Il attendit que Luce acquiesce avant de poursuivre :
— Au lieu de m’énerver, j’aurais dû t’écouter. C’est toi qui comptes à mes yeux, pas lui.
Luce regarda les bulles remonter le long du verre. Si elle était honnête, elle lui avouerait aussitôt que, pour elle, c’était Daniel qui comptait. S’il regrettait de ne pas l’avoir écoutée, la veille, il l’écouterait peut-être ce soir. Elle but une gorgée avant de prendre la parole.
— Attends, ordonna Cam en posant une main sur son bras. Il ne faut pas boire avant d’avoir porté un toast.
Il leva son verre et soutint son regard.
— À quoi boit-on ? Je te laisse choisir.
La porte moustiquaire s’ouvrit soudain avec fracas. Les types qui fumaient sous le porche entrèrent. Le plus grand, qui avait des cheveux noirs huileux, un nez retroussé et des ongles crasseux, reluqua Luce, puis se dirigea vers eux.
— Qu’est-ce qu’on fête ? demanda-t-il avec un regard lubrique en trinquant contre le verre de la jeune fille.
Il se pencha vers elle. Elle sentit une hanche dodue contre la sienne, sous sa chemise en flanelle.
— C’est ta première sortie, bébé ? Il est à quelle heure, ton couvre-feu ?
— On fête le fait que tu vas sortir ton gros cul de là tout de suite, répondit Cam d’un ton aussi plaisant que s’il lui annonçait que c’était l’anniversaire de Luce.

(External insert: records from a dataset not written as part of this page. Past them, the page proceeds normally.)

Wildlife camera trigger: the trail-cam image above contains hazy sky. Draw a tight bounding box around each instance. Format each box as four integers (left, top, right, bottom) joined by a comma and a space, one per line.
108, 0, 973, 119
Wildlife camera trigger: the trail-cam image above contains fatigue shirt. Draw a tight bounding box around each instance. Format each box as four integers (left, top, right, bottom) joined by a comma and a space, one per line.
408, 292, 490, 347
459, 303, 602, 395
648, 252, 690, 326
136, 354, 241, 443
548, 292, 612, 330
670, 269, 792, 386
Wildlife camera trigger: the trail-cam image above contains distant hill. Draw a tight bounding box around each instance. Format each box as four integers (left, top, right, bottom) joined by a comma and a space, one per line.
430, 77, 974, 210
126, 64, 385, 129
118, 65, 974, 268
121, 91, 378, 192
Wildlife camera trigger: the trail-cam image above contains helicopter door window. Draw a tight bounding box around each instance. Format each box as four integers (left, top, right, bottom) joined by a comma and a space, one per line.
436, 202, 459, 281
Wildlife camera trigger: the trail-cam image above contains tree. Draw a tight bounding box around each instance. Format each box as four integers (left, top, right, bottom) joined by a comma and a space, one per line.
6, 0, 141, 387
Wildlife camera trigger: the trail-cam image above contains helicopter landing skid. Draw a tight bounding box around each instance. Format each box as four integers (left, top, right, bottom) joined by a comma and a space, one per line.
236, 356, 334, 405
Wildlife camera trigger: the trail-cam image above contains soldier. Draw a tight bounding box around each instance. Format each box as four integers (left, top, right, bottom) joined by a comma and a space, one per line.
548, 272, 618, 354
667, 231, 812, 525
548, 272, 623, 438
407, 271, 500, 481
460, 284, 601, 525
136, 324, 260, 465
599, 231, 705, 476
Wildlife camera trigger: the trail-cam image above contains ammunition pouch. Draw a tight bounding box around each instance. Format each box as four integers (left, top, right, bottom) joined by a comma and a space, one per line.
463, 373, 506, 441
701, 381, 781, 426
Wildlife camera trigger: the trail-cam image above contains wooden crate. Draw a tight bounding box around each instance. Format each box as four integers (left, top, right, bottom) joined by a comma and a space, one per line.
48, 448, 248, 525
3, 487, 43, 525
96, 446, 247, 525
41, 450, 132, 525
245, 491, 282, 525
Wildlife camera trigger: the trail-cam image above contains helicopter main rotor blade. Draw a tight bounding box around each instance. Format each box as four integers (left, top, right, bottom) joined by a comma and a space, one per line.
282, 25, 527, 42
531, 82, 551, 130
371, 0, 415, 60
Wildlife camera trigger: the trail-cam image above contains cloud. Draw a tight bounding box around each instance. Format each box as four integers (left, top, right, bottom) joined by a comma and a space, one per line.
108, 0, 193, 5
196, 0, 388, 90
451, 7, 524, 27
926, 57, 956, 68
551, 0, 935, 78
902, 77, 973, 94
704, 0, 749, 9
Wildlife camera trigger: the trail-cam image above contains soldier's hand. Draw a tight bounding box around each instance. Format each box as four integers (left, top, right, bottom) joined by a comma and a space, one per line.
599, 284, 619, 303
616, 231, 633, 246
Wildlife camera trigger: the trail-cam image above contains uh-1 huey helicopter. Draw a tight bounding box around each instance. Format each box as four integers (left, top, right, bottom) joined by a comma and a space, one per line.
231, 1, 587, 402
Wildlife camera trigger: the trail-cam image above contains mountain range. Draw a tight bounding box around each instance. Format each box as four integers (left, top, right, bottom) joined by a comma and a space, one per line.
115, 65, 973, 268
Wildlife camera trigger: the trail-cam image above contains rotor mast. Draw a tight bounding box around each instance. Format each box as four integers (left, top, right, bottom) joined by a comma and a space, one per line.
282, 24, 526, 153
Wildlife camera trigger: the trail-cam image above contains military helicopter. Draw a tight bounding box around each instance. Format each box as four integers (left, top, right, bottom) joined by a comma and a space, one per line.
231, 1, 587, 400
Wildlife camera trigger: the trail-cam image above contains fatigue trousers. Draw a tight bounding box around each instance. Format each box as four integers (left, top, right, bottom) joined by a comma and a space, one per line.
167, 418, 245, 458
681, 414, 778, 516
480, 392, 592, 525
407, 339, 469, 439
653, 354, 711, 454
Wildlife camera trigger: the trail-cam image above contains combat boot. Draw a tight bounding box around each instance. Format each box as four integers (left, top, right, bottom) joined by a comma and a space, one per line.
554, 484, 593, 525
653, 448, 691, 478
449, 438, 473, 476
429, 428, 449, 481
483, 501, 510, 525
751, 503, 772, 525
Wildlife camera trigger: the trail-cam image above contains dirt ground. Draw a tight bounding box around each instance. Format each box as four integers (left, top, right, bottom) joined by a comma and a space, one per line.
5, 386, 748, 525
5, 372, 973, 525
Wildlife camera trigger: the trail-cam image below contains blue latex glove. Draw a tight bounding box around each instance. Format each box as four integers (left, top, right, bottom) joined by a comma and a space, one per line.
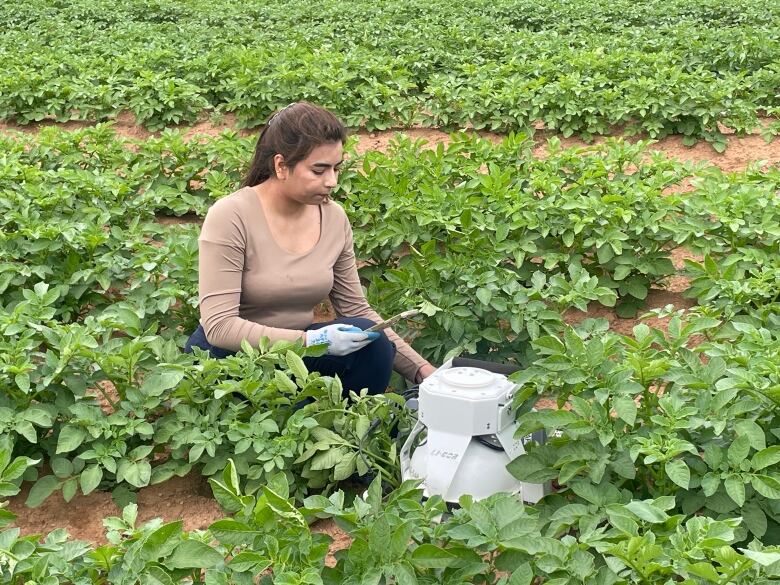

Il planta ses yeux verts sur l’homme, qui montra ses petites dents pointues.
— Sortir ? Seulement si j’emmène la fille avec moi.
Il voulut prendre Luce par la main. Après la façon dont la bagarre avait commencé, la veille, Luce crut que Cam démarrerait au quart de tour. Surtout s’il avait vraiment passé la journée à boire. Or il demeura d’un calme olympien.
Il se contenta de repousser ses gros doigts avec la vivacité, la grâce et la force d’un lion chassant une mouche.
Le type recula de quelques pas. L’air blasé, Cam tendit main pour caresser le poignet de Luce, là où le type avait voulu l’empoigner.
— Désolé. Tu disais, à propos d’hier soir ?
— Je disais…
Luce pâlit. Juste au-dessus de la tête de Cam, une tache énorme, noir d’encre, venait d’apparaître avant de s’étendre et se déployer pour devenir l’ombre la plus grosse et la plus sombre qu’elle ait jamais vue. Une bourrasque de vent glacial en surgit. Luce sentit le froid jusque sur la peau de Cam.
— Oh... mon Dieu ! murmura-t-elle.
Il y eut un fracas de verre brisé. Le type venait d’abattre son verre sur le crâne de Cam.
Lentement, Cam se leva et secoua les bris de verre de ses cheveux. Il se tourna vers l’importun, qui avait au moins deux fois son âge et le dépassait de presque dix centimètres.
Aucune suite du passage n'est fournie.